Entre les lignes de Michel Baglin [La Table Ronde]

Michel Baglin, Entre les lignes
La Table ronde, 2002

Voilà un petit livre parmi les plus charmants. Le titre déjà faufile son mystère. À l’évidence, le double sens fait se croiser le destin et la couleur de l’encre. La mémoire ouvre l’avenir. Non seulement ce titre, aérien autant que terrestre, condense le départ et l’arrivée, mais l’ouvrage entier participe pleinement de la métaphysique, car les livres comme les trains proposent « de longs saluts aux sédentaires ». Ces derniers, que nous croyons incarner, partent aussi. La différence est que ceux qui conduisent les machines, un jour, ne reviennent plus. Les livres sont nos voies que d’autres empruntent par moments – nul ne sait jamais où ni jusqu’à quand. L’obsolescence est tout notre avenir.

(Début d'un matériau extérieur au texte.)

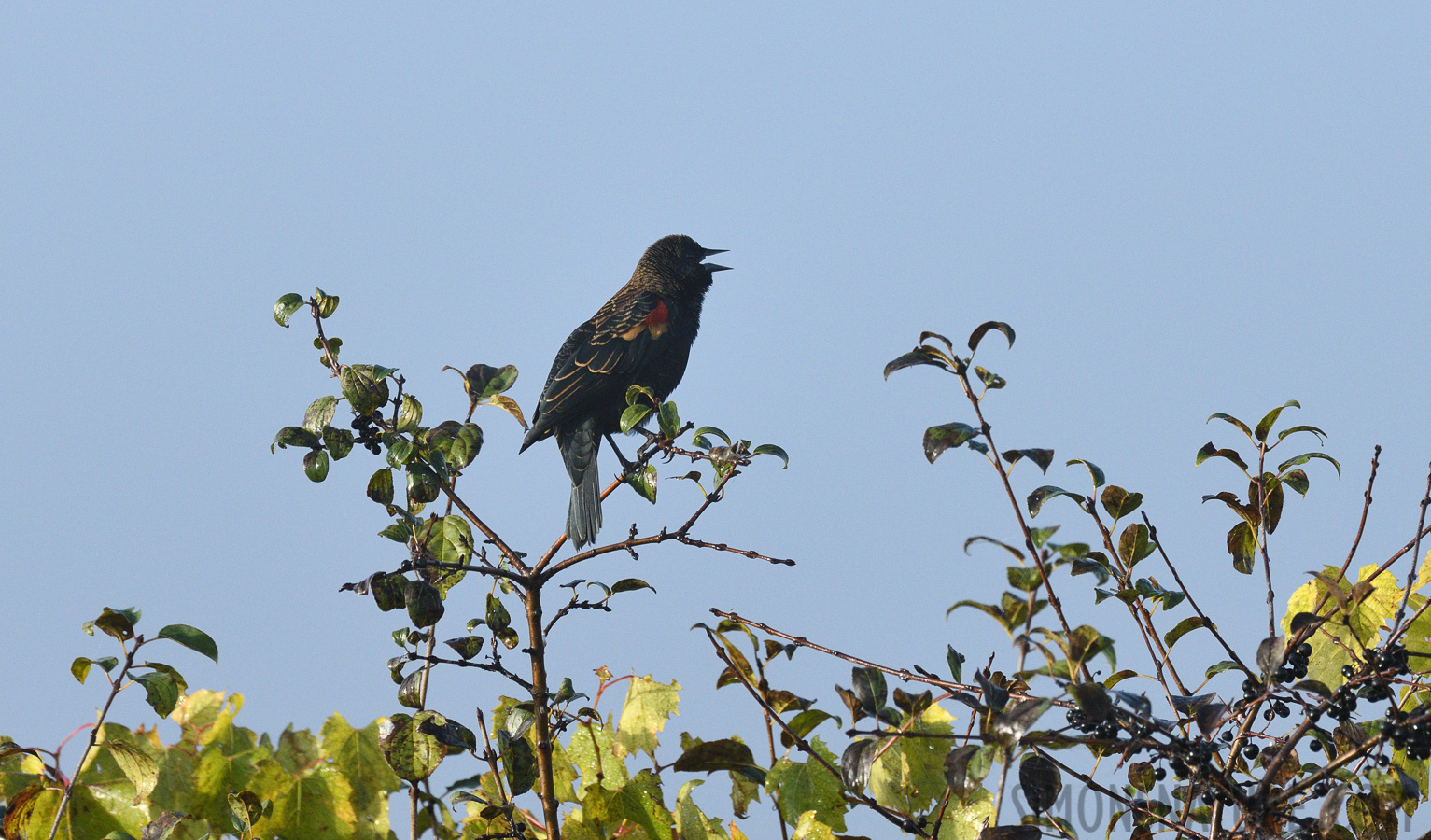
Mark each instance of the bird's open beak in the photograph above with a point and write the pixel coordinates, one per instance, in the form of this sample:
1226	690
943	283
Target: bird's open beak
710	265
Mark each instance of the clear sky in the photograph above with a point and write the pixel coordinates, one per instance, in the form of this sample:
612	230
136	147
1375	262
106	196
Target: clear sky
1183	209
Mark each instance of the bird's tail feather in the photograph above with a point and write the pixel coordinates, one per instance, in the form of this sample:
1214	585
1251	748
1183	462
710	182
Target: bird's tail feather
579	451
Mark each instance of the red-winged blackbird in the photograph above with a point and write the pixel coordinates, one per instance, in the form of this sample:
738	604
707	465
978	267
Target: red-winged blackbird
643	335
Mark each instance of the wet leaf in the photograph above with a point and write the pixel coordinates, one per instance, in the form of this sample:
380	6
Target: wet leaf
295	437
413	754
287	306
1211	451
1307	456
1092	471
1242	547
956	665
410	413
1184	628
1119	502
920	356
724	754
380	487
630	585
316	466
1234	421
983	329
1042	456
424	603
644	483
467	646
192	638
161	692
947	437
1046	493
668	420
772	450
319	413
1265	424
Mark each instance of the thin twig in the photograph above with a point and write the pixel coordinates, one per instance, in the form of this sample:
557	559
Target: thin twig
805	746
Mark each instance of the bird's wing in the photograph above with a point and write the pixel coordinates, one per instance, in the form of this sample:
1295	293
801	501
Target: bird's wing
619	340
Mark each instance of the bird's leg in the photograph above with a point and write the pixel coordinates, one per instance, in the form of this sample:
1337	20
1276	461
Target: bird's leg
625	466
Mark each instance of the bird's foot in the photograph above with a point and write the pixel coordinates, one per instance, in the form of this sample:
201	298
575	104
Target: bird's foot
625	466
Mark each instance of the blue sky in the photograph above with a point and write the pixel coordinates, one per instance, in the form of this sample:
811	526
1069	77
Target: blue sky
1181	211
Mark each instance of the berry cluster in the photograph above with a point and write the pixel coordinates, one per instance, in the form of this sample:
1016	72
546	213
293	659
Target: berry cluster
1105	729
1414	738
368	431
1296	665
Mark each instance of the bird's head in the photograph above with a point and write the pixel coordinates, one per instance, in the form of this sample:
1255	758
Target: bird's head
677	265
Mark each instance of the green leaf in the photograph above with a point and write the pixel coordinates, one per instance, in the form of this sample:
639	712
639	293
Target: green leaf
947	437
1307	456
1092	469
647	707
118	624
1042	456
424	603
287	306
808	786
497	616
956	663
724	754
1219	667
423	483
630	585
365	386
485	381
1265	426
319	413
920	356
1242	547
192	638
1135	545
633	415
340	442
411	753
327	303
805	723
467	646
295	437
644	483
983	329
670	420
380	487
1046	493
705	431
1119	502
1211	451
316	466
161	693
990	380
358	756
80	668
1234	421
410	413
772	450
136	766
1184	628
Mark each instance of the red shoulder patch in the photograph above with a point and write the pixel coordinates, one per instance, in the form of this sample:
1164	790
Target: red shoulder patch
657	316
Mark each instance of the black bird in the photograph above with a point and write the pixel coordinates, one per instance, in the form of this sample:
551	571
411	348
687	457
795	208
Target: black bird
643	335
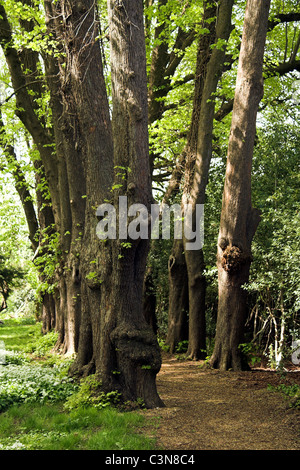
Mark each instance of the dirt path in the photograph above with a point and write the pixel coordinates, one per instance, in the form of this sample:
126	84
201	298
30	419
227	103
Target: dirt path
212	410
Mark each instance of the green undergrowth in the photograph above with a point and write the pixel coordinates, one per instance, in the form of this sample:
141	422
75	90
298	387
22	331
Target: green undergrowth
42	408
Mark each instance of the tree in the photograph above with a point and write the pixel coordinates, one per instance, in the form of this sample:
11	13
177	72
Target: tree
239	220
197	156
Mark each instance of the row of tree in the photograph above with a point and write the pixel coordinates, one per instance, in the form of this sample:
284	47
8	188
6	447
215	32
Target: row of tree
86	127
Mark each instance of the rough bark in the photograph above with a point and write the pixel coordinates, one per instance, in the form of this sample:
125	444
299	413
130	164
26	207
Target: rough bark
239	219
178	297
129	355
198	153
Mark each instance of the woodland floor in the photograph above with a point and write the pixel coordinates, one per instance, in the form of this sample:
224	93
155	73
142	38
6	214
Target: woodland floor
211	410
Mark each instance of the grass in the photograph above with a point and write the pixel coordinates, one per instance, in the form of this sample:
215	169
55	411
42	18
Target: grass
34	390
49	427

C’est toutefois un des charmes de ce livre de modeste dimension que de ne pas peser. Non pas que Michel Baglin cultive trop modérément la mélancolie, mais il tempère jusqu’à sa foi dans ce qu’il appelle « ses petites écritures ». Cette modestie foncière est une garantie d’honnêteté. On en prendra d’autant plus la mesure que le poète des Mains nues [l’Âge d’homme, prix Max-Pol Fouchet 1988] et de l’Obscur Vertige des vivants [le Dé bleu, 1994] ne propose rien moins que de revisiter sa jeunesse. Mais le pas est vif ; l’auteur ne se berce d’aucun passéisme ; au contraire, les anecdotes rapportées sont aussitôt transcendées. Ainsi celle, très belle, de la « place sous la neige » illustre-t-elle à ses propres yeux un « improbable Graal du voyage immobile ».

C’est ainsi que le fruit de l’expérience, sous le couvert d’un bref tournage dans le wagon des premières classes, témoigne d’une très ancienne et toujours vivace acuité sur la nature humaine. Voilà un petit livre propre, net, et qui remplit le lecteur d’un sentiment peu fréquent : la gratitude.